A essa altura, as crianças estavam com os olhos arregalados. “E o que você fez?”
“Falei com aquelas pessoas poderosas novamente. E desta vez tentei
descrever o monstro com mais força.” À medida em que eu voltava ao
passado, o rosto das crianças transformava-se no daqueles políticos
mortos há tanto tempo. “Apresentei mais gráficos detalhados do aumento
das temperaturas. Citei estatísticas sobre o impacto da queima de
carvão, petróleo e gás natural. Mostrei fotos do que o gelo derretido e a
elevação do nível dos mares já haviam feito. E então mostrei a eles
imagens de como o futuro seria: cidades submersas, terras arrasadas pela
seca, oceanos mortos. Eles olharam e ainda não viram. Ouviram e
escutaram menos ainda. Pessoas poderosas — conclui — nem sempre são boas
pessoas.”
“E o que você fez?”, elas perguntaram de novo.
“Parei de falar, meus queridos. Vim para cá escapar do monstro. Vim para Arcadia.”
Pareciam desapontadas. As crianças conhecem os contos de fada. Elas
esperam que alguém – talvez um cavaleiro de armadura brilhante – apareça
de repente e mate o monstro.
“Não havia nenhum cavaleiro”, lamentei. “E o monstro ainda vive. Podemos sentir seu hálito quente até agora.”

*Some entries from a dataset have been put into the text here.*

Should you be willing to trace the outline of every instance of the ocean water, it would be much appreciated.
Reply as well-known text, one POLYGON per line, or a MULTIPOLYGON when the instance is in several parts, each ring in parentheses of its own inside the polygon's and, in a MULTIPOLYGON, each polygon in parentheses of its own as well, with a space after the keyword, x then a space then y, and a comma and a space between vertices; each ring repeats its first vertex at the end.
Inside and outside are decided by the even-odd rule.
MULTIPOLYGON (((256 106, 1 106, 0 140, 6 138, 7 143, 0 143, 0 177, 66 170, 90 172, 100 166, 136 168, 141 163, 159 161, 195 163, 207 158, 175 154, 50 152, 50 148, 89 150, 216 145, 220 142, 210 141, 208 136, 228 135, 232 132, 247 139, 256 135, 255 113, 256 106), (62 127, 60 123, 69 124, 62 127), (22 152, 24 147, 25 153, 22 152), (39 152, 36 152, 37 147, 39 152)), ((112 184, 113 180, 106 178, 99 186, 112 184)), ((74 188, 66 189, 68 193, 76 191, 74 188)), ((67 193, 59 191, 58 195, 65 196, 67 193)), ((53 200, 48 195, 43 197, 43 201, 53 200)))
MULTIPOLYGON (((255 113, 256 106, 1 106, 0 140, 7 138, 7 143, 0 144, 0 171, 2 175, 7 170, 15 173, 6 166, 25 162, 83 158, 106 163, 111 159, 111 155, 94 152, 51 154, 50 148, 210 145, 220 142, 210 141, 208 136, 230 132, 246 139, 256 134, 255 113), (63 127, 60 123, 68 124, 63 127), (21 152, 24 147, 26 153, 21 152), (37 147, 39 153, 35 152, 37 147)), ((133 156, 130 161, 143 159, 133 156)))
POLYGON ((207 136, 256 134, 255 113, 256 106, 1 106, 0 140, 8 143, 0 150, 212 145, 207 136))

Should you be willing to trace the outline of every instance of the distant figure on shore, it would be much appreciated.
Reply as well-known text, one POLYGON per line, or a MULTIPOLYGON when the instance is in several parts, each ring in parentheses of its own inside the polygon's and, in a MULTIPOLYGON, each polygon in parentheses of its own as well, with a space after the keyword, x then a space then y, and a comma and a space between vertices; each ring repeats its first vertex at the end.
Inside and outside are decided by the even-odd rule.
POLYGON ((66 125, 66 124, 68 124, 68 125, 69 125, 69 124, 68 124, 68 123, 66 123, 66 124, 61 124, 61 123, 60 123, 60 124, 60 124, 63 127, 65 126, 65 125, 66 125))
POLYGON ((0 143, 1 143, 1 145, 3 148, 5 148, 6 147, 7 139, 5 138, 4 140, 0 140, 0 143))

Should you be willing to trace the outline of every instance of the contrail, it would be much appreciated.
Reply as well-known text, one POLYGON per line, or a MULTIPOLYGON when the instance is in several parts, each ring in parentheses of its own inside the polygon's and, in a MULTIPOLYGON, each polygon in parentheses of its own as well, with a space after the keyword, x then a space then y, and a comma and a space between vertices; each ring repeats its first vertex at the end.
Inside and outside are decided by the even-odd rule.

Claro, meus jovens alunos não entendem bem minha história. Hoje, em
2050, não há mais Congresso nos Estados Unidos. Não há mais audiências
públicas. Não há mais painéis intergovernamentais ou reuniões globais. É
como se eu falasse para eles sobre banquetes romanos ou combates
medievais. E mesmo assim meus alunos sempre pedem mais histórias sobre o
mundo desaparecido de 2017, como se estivessem pedindo mais uma fábula
de Esopo. Mas eles não enxergam como essas lendas de tanto tempo atrás
estão conectadas com suas vidas de hoje.
Afinal, vivem num mundo pós-político.
A morte da política
Antes do termômetro global ficar fora de controle, antes da grande
pane econômica do início dos anos 2020, antes da escalada das batalhas
entre justiceiros e jihadistas, antes dea comunidade internacional
rachar como um espelho esmagado por um punho, houve aquela morte
inicial, quase despercebida à época.
Como os historiadores – aqueles que ficam para contar a lenda – irão
informar vocês, não houve funerais nem obituários para a morte da
política. E mesmo que tivesse havido, poucos teriam derramado algumas
lágrimas. A confiança que as populações tinham em seus representantes
naqueles dias era mais baixíssima. Nos Estados Unidos, meros 9% confiavam no Congresso, comparados com 18% que confiavam nas grandes empresas e 73% nos militares.
A política em Washington, onde eu vivia naqueles anos pré-diluvianos,
havia se tornado um cabo de guerra entre dois times odiados. Às vezes,
um lado vencia e arrastava o outro pela lama. Então a situação se
invertia. Não importa: no final das contas, estavam todos enlameados.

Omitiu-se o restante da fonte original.